One important thing I try to do in this blog is to remind consumers of good data security habits. A recent "Connected But Carelesss" study of 1,000 Internet users in the United States, sponsored by Symantec Norton and conducted by Javelin Research, found that many consumers are lax about the security of their information while online:
"... consumers are still somewhat cavalier and under-informed when it comes to Internet security, specifically in three areas: location-based services, mobile phone transactions, and online passwords."
Just under half (47%) of the consumer survey participants respondents said they expected their online purchases to increase between the Thanksgiving and New Year's holidays. About a third (31%) between the ages of 18-34 said they expected their social networking activity to increase during the same period.
Location-based status messages, or telling people real-time where you are via your mobile device, is a leading risky behavior when consumers share too much:
"... 15% of people surveyed knew enough about geo-location to be able to explain it... 22% who use their mobile or smartphones to connect to the Internet, admitted to giving applications on those devices permission to identify their location... 56% under the age of 35 said they update their social networking status with their location, which can inadvertently broadcast to real-world criminals that they’re not at home."
A second risky behavior is that consumers take for granted that their mobile devices are secure. While 38% of survey respondents use a mobile device or smartphone to check bank accounts and 51% post updates on social networking sites:
"... one in four people accessing the Internet this way aren’t sure, or haven’t even thought about, what’s safe mobile practice, while another 42 percent have only a “general idea” of what constitutes safe practices. In addition, 52 percent of those people accessing the Internet via their mobile devices don’t use the basic level of protection of having an access password in place..."

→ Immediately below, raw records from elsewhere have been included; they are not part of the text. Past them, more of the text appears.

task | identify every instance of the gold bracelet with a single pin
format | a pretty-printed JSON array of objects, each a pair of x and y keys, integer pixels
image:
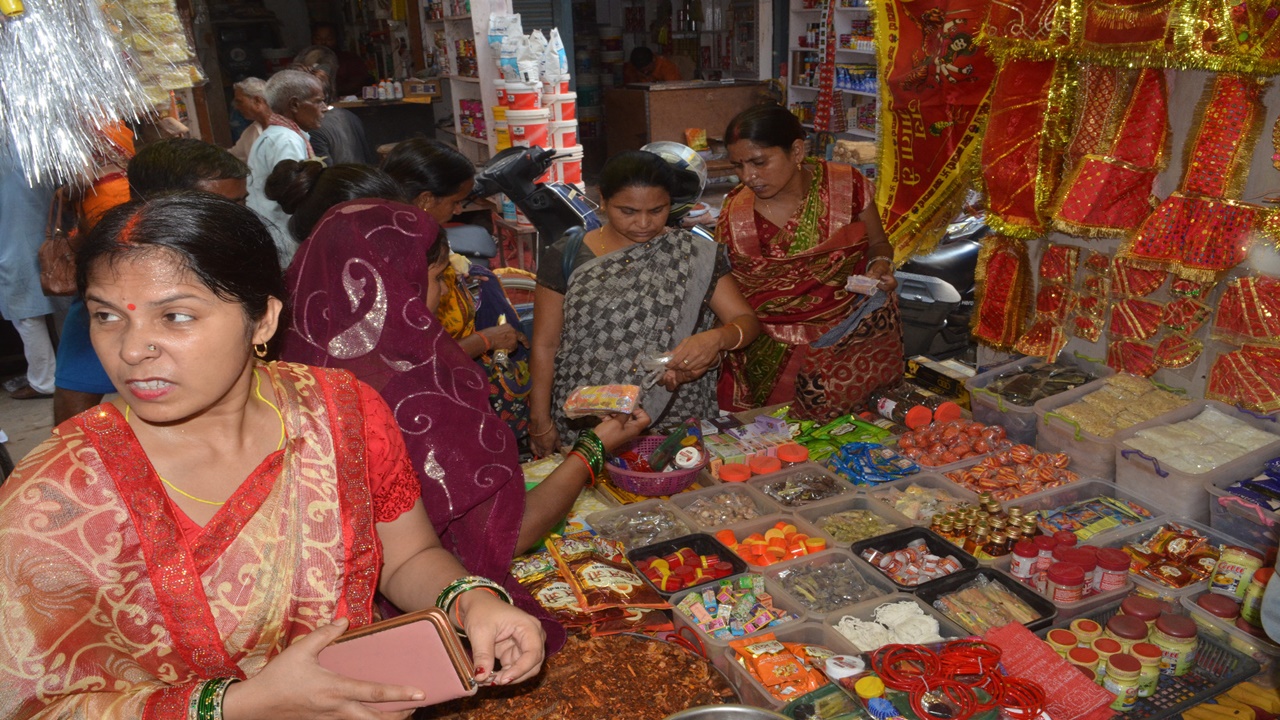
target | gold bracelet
[{"x": 741, "y": 336}]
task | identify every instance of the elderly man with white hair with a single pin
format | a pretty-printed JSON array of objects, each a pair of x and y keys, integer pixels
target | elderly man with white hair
[
  {"x": 297, "y": 105},
  {"x": 250, "y": 101}
]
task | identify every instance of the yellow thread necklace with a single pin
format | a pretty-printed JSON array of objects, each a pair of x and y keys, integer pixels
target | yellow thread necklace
[{"x": 257, "y": 390}]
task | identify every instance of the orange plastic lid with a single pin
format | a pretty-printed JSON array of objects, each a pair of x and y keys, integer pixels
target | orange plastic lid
[
  {"x": 763, "y": 465},
  {"x": 792, "y": 452},
  {"x": 918, "y": 417},
  {"x": 947, "y": 411}
]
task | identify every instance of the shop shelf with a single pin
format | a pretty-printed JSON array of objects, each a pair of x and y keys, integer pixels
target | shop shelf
[
  {"x": 1183, "y": 493},
  {"x": 874, "y": 580},
  {"x": 928, "y": 481},
  {"x": 865, "y": 611},
  {"x": 759, "y": 483},
  {"x": 1086, "y": 490},
  {"x": 1144, "y": 531},
  {"x": 1264, "y": 651},
  {"x": 809, "y": 633},
  {"x": 951, "y": 583},
  {"x": 1238, "y": 516},
  {"x": 607, "y": 518},
  {"x": 763, "y": 504},
  {"x": 1092, "y": 456},
  {"x": 816, "y": 511},
  {"x": 713, "y": 648},
  {"x": 1217, "y": 668},
  {"x": 899, "y": 540},
  {"x": 702, "y": 543},
  {"x": 1018, "y": 420}
]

I have repeatedly discussed in this blog the need for strong passwords. More results from the Norton study:
- 46% said they never change their password on their e-mail account
- 31% said they never change their password on banking and financial accounts
- 42% said they never change their password on social networking sites
- 71% of survey respondents who have one password across different accounts/sites say they do so because it is easier
Identity thieves and spammers are probably happy to read these survey results. Experts advise consumers to do the following to protect your identity and financial information:
- Password-protect your mobile device or smart phone: add a password so nobody else can access the information in your mobile device
- Consider a "remote-wipe" feature for your mobile device. Norton offers a Mobile Security application for Android users to remotely lock or wipe data when their phone is lost or stolen.
- Think before using your personal mobile device for business. Check for your employer's mobile device policy, as some employers use remote-wipe features which will delete everything in your smart phone
- Think before logging in: assume that public WiFi connections are risky with communications monitored, whether you use a laptop, smart phone, or other mobile device. Avoid becoming a sidejacking victim. Never enter sensitive bank account information, debit card or social security numbers when browsing the Web via a public Wi-Fi connection
- Use one credit card specifically for online purchases. It makes it easier to spot any fraudulent items, and limits your liability if your card number is stolen. Don't use a debit card
- Update the anti-virus software on your laptop or desktop computer
- Change your passwords at least once every 90 days. Use strong passwords
- Don't use the same sign-in credentials and password for all of your online accounts and email accounts. Use different passwords. The recent Gawker breach highlighted this risk.